DEAR EDITOR,
In 1987, Ferrara et al. (Citation1) described the presence of a potent endothelial cell mitogen in the conditioned medium of follicular cells from bovine pituitary. They baptized it as vascular endothelial growth factor (VEGF) and ever since its role has been underscored in vasculogenesis processes – mice with a mutation in VEGF die during gestation – and physiological and pathological angiogenesis – wound healing and tumor vascularization. These functions honor its actual name; nonetheless, its recent functions might demand a novel – and more precise – denomination for this important protein.

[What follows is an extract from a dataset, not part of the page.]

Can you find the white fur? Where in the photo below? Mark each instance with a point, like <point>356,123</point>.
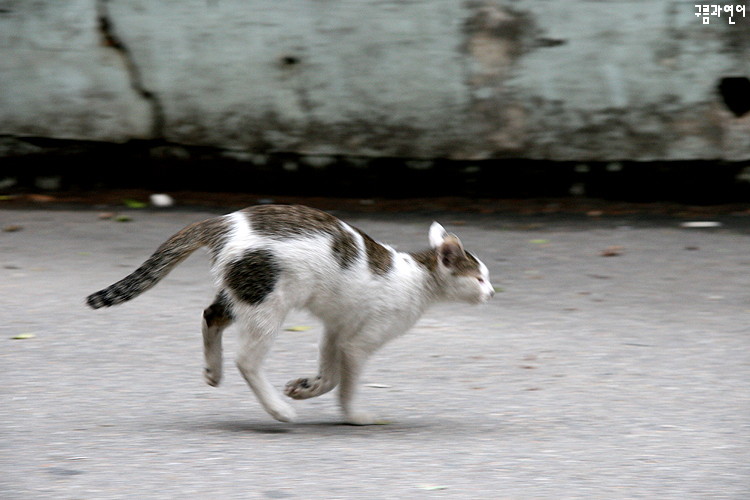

The role of VEGF in maintaining adult vasculature has raised attention because of the consequences of its neutralization observed when patients receive anti-VEGF therapy for cancer and in the presence of an inhibitor as seen in preeclamptic patients, who present a high concentration of a soluble form of VEGF receptor 1 – sFlt-1 – which binds free VEGF and blocks its actions. Complications in these patients mainly include hypertension, proteinuria, renal thrombotic microangiopathy, and neurological alterations (Citation2).
In adults, VEGF is expressed in virtually all vascularized tissues. Regularly, VEGF is produced in epithelial cells that abut fenestrated and sinusoidal blood vessels, such as choroid plexus, glomerulus of the kidney, and hepatic sinusoidal. This expression correlates with the presence of VEGF receptor 2 in the adjacent endothelial cells within these organs, thus pointing out the VEGF as an important factor in maintaining the function of these structures (Citation3). To prove this hypothesis, Eremina et al. (Citation2) used conditional gene targeting to delete VEGF from renal podocytes in adult mice resulting in a glomerular injury. Furthermore, neutralization of VEGF in mice generates decreased perfusion of choroid plexus vasculature relating with the appearance of lesions compatible with reversible posterior leukoencephalopathy syndrome: this lesion is also observed in preeclamptic women and in patients under anti-VEGF therapy (Citation3).
VEGF has also been demonstrated to be important for other cells different from the endothelium. Our group (Citation4) previously demonstrated that VEGF is extremely important to promote podocytes – glomerular epithelial cells – survival and to maintain podocytes filtration function in preventing proteinuria in women with preeclampsia.
So, why would it be important to modify the name of this factor? Nobel Prize winner José Saramago stated “(. . .) The Name is an artificial representation of the thing; however it determines its creation. There’s no existence of the thing if there’s no language representation for it” (Citation5). Naming is a complex cognitive process that represents our current limitations and our possibilities in understanding a phenomenon: that is why the name should represent the thing in an accurate and precise manner.
In this regard, the name vascular endothelial growth factor was very precise 20 years ago. It contained the target cells (vascular endothelial) and indicates the function (inducing proliferation) of the factor. Nevertheless, to our current knowledge, it affects diverse cell types, including epithelial cells, and it has a myriad of functions (Citation4) such as permeability of the endothelium and apoptosis inhibitor in epithelial cells.
The current pathophysiology implications of VEGF in preeclampsia context demand a debate about the limitations of its traditional denomination, mostly to overcome our limitations and enhance our future understanding about the role of this promising factor in these women.
Daniel E. Henao
Grupo Reproducción, Universidad de Antioquia,
Calle 62 # 52 – 59, Medellín, Colombia
E-mail: [email protected]
REFERENCES
- Ferrara N, Schweigerer L, Neufeld G, Mitchell R, Gospodarowicz D. Pituitary follicular cells produce basic fibroblast growth factor. Proc Natl Acad Sci USA 1987; 84(16):5773–5777.
- Eremina V, Jefferson JA, Kowalewska J, . VEGF inhibition and renal thrombotic microangiopathy. N Engl J Med 2008; 358(11):1129–1136.
- Maharaj AS, Walshe TE, Saint-Geniez M, . VEGF and TGF-beta are required for the maintenance of the choroid plexus and ependyma. J Exp Med 2008; 205(2):491–501.
- Henao DE, Arias LF, Mathieson PW, . Preeclamptic sera directly induce slit-diaphragm protein redistribution and alter podocyte barrier-forming capacity. Nephron Exp Nephrol 2008; 110(3):e73–e81.
- Saramago J. El nombre y la cosa. Ciudad de México: Fondo de Cultura Económica, 2007.